Some medical experts have focused on the Olympic game book outlining measures to protect athletes and officials. The latest version, released in April, includes a colorful cover illustration, showing two judo athletes grappling, without a mask.

“Graphics are more beautiful than any information they contain,” comments Lisa Brosseau, research consultant at the Center for Infectious Disease Research and Policy at the University of Minnesota.

In a recent article in the New England Journal of Medicine, she and her co-authors claim that “the IOC’s determination to host the Olympic Games is not based on the best scientific evidence”.

Gaming manuals, she argues, do not include best practices for hosting sporting events during a pandemic, such as not accommodating more than one athlete in each hotel room and using different approaches to manage different levels of risk. , ranging from indoor boxing matches to outdoor matches. sailing events.

Organizers should consider, “Can you minimize contact? Can you minimize the time? Can you minimize the number of people? Can you add ventilation, ”she said. “You have to have that kind of thoughtful conversation about risks and controls. And that’s not what I see in the textbooks at all.”

Dr Naoto Ueyama, who heads the Japanese Union of Physicians, is less concerned with the 15,000 or so athletes than with the tens of thousands of employees working behind the scenes.

“I’m mostly concerned about the volunteers,” he says. “I read that they only get two masks and a bottle of hand sanitizer to deal with the situation. It’s too awful.”

Organizers say about 10,000 of the 80,000 Olympic volunteers have already resigned, some due to health risks, others because of the sexist remarks by the former head of the games organization.

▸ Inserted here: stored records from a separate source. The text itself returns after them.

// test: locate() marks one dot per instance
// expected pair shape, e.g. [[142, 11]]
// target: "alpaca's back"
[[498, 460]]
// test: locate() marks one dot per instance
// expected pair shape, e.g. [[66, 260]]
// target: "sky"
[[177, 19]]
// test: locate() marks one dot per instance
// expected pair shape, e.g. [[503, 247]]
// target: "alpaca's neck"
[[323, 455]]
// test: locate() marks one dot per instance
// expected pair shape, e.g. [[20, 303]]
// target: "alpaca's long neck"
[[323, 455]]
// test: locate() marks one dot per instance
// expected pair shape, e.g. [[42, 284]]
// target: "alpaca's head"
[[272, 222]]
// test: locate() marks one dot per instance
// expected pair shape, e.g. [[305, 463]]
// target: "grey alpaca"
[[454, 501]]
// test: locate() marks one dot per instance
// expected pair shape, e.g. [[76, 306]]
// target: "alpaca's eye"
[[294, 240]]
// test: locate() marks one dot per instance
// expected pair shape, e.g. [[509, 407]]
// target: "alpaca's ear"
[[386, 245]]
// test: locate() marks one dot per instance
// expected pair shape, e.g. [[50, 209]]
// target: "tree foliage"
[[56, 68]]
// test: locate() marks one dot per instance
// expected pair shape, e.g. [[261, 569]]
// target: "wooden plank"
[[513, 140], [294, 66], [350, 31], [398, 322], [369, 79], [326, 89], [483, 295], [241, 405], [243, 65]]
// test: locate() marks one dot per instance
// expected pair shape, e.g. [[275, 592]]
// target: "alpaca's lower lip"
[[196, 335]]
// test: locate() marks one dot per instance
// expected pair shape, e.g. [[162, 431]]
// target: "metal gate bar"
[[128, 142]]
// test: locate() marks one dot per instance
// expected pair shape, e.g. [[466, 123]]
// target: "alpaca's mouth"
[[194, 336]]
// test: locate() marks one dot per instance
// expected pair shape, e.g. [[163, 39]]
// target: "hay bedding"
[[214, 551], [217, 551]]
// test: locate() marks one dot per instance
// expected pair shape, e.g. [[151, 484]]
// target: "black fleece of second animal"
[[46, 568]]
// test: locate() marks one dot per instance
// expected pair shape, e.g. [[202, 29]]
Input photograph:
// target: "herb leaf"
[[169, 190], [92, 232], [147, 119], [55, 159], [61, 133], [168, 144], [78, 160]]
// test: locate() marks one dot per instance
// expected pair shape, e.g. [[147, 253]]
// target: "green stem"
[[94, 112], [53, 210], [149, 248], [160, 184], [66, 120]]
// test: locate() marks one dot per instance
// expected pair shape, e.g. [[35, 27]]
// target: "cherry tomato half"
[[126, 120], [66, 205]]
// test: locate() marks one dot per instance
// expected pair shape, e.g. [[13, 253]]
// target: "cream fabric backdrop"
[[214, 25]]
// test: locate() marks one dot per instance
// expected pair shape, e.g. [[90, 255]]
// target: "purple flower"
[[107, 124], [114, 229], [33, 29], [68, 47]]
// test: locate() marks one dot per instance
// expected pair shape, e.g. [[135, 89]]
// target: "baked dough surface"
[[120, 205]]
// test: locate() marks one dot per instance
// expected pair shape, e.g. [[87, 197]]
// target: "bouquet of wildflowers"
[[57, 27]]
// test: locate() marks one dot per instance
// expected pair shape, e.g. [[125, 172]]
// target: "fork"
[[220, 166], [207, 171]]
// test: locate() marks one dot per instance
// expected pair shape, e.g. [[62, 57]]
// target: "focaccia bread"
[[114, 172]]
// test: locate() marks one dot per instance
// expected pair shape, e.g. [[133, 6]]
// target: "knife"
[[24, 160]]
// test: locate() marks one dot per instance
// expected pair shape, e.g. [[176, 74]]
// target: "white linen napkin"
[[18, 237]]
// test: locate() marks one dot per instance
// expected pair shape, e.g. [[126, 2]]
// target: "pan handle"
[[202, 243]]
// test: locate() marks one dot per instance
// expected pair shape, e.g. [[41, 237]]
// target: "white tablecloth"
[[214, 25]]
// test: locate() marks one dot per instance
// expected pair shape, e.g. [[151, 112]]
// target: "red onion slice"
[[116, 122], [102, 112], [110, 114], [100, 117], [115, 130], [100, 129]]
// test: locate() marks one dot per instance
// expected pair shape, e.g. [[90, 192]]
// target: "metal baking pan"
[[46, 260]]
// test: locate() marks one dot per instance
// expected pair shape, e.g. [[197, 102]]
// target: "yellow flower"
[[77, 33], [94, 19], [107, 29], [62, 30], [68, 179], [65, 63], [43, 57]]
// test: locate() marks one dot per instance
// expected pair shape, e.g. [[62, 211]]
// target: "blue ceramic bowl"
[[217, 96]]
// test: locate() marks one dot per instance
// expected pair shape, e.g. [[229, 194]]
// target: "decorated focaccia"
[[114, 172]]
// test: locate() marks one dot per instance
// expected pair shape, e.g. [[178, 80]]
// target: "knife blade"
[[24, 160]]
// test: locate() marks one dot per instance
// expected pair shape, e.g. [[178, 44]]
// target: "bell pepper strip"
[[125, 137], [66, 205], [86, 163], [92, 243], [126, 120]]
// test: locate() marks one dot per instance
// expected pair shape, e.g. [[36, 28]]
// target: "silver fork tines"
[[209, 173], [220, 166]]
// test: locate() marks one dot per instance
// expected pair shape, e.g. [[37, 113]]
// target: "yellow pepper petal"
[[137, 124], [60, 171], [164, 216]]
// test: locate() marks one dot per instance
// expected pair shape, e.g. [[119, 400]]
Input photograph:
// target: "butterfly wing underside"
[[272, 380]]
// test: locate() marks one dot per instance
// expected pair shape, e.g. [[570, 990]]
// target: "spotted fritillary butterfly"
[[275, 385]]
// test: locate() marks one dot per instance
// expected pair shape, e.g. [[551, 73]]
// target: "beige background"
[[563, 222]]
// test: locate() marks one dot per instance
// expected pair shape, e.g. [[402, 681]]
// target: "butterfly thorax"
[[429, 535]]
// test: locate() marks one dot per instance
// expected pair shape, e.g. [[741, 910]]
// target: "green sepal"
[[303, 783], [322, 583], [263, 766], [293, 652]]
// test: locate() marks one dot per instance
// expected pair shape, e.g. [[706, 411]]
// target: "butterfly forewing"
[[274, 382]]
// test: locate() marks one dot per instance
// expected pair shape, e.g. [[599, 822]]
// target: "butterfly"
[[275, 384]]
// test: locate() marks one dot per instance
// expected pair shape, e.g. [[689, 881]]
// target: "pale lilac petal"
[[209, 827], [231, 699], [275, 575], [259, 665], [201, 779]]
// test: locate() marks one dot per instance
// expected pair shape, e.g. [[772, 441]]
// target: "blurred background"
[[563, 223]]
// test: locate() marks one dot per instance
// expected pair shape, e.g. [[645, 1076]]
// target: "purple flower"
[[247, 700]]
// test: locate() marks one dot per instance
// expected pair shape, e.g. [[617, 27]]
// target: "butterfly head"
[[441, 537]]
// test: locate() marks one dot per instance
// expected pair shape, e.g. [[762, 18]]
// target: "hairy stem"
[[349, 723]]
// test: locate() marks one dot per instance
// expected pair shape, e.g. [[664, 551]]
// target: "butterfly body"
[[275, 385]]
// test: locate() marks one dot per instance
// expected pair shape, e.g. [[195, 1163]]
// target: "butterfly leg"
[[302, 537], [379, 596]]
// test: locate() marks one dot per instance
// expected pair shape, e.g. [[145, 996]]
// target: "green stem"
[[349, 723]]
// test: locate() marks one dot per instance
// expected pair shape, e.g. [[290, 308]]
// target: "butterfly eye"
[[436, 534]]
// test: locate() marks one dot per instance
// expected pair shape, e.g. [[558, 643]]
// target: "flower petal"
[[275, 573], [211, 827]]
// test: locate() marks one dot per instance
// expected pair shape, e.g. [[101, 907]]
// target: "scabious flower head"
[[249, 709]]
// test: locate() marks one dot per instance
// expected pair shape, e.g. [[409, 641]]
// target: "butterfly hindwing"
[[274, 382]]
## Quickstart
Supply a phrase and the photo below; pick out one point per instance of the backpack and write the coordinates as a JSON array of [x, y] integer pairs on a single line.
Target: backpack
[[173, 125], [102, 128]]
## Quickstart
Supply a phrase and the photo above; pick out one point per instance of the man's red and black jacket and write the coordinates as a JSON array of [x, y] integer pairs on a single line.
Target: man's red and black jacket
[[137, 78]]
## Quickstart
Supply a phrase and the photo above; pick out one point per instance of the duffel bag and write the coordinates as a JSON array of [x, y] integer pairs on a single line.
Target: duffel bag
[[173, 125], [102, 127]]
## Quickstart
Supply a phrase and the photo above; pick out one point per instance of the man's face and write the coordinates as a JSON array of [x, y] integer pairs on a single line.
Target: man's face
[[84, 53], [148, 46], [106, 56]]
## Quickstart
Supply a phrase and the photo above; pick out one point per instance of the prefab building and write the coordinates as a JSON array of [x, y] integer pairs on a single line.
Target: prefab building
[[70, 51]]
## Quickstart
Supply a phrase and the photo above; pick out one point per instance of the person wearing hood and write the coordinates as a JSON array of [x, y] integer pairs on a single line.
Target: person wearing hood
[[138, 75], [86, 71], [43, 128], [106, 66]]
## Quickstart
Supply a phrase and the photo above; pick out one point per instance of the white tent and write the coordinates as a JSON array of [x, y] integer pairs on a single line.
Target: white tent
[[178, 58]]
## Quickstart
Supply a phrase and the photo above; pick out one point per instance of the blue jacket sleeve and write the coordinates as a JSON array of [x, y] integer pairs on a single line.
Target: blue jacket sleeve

The government says it plans to vaccinate the remaining volunteers.

Ueyama also notes that each sports venue is assigned a doctor to treat sick athletes or spectators, although it is not yet clear whether spectators will be allowed. But he says some of those doctors have also quit because they have to work in Japanese hospitals inundated with COVID patients.

The “Japanese government does not have the power to force the use of medical resources for the Olympics,” Ueyama argues, adding: “They did not get enough human resources, logistical support and money. I don’t think such a plan will go well. “

Ueyama also finds it hard to believe that everyone at the games will be able to abide by the rules of social distancing. He says, “I am concerned that it is difficult to completely block communication between the athletes.”

Organizers, for example, plan to distribute 160,000 condoms to athletes, but no face masks, which the athletes will have to bring themselves. Organizers stress that the distribution of prophylactics is meant to raise awareness about safe sex, and in light of the pandemic, athletes should take them home, rather than using them at games.

Chie Kobayashi in Tokyo contributed to this report.